It's Business Time
The Downtown BID isn't just good for creating WALL-E looking street sweepers. They're also the business communities chief advocates for urbanism. Photo by Mr. T in DC.

The Downtown BID isn't just good for creating WALL-E looking street sweepers. They're also the business communities chief advocates for urbanism. Photo by Mr. T in DC.

I wrote a couple of days ago about the need for smart growth advocates and urbanists to get smarter about playing the inside game. We’re winning the messaging but then losing behind closed doors, I argued.

So I was particularly intrigued by a report in this week’s Current about the Downtown BID publishing a new report, “Getting From Here to There,” all about transportation improvement. Business is always a powerful political force and seeing what its priorities are is important, because business plays to win.

The report turns out to be extremely good. In the introduction, the report credits D.C.’s transportation system with the bulk of its competitiveness relative to outlying jurisdictions. When the BID argues that new developments in places like Navy Yard, NoMa and Anacostia need better connections to downtown, the answer isn’t more roads at all; rather, “freeway segments, a lack of continuous street level activity and inadequacies in the current surface transit service supply and delivery” are the obstacles. The BID is urbanist!

More specifically, the report has four broad goals. The first goal is to integrate all the different strategic plans for D.C. Rather than having a Transit Alternatives Analysis and a National Parks Service plan and a Great Streets plan, there should just be one. That makes sense, though good luck on achieving that kind of bureaucratic streamlining.

The second goal is improving transit. This is broken down into building four streetcar lines, an undetailed promotion of BRT and rapid bus expansion, and more Circulator coverage between downtown and sites on the Mall.

The third goal is reducing congestion, which they propose doing by redesigning K Street, expanding the management of goods and service delivery (regulating double-parking by delivery vehicles and so on), regulating motor coaches and Chinatown buses and instituting performance pricing for parking.

Finally, the BID proposes financing all of this through value capture around transit improvements and dedicating the funds raised from increased tolls and parking fees to transportation.

While this isn’t a perfect transportation program for the District, it’s remarkably close. There’s absolutely nothing on here that’s objectionable. It’s incredible. In the Current article, Councilmember Graham, who chairs the transportation committee, does warn that there isn’t necessarily the money for all of these improvements. Even so, having all this business support should go quite a long way in reshaping the D.C. transportation system, right?

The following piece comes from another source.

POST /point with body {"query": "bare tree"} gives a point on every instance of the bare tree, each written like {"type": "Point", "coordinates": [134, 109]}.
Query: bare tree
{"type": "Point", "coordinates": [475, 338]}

Well, not so fast. Because the Downtown BID doesn’t speak for all of the business community. The D.C. Chamber of Commerce’s 2009 Public Policy Agenda, for example, paints a very different picture. Rather than supporting increased parking fees, the Chamber calls that a “creative, but potentially harmful” solution to the District’s budget problems before going on to criticize any increases in fees or taxes that could affect businesses at all. Quite a difference from the BID’s revenue generation proposals. In 2001, Richard Monteilh, then president of the D.C. Chamber, argued that along with Metro expansion, providing more routes for reverse commuting should be a transportation priority. Worse still, last year Greater Greater Washington reported on a hearing about taxing free parking in which Barbara Lang, the current president of the Chamber, was accused of “hanging on to the last vestiges of a car-based economy” for claiming that her employees wouldn’t even want to take the subway. So while the organization representing downtown businesses is strongly pro-transit and pro-urbanism, the D.C. Chamber is sharply opposed. (They also have a bizarre logo that seems to imply that Arlington and Alexandria are still part of D.C. Don’t know what that’s about.)

The Maryland Chamber of Commerce seems a bit better, opposing strong measures like mandatory reductions in VMT or large raises in the gas tax and strongly supporting the ICC but supporting TOD bills and modest gas tax increases. The Virginia Chamber puts their issues page behind a members-only wall, so that one’s hard to say.  And then at the federal level, the Chamber of Commerce is perhaps the foremost right-wing force in the capitol. The U.S. Chamber is a major proponent of just plain spending more on transportation, but their emphasis is on how to most efficiently move goods without hitting traffic. The last however many sprawl-inducing highway-building transportation bills have been just fine with them.

As a movement, urbanism probably isn’t strong enough to withstand the combined opposition of the entire business community. Luckily, we don’t have to. We just have to figure out how to help the Downtown BIDs of the world speak louder and convince both our elected officials and their colleagues in the business community. Hopefully this brief guide to where local business advocacy organizations stand on transportation issues is a helpful first step in that process.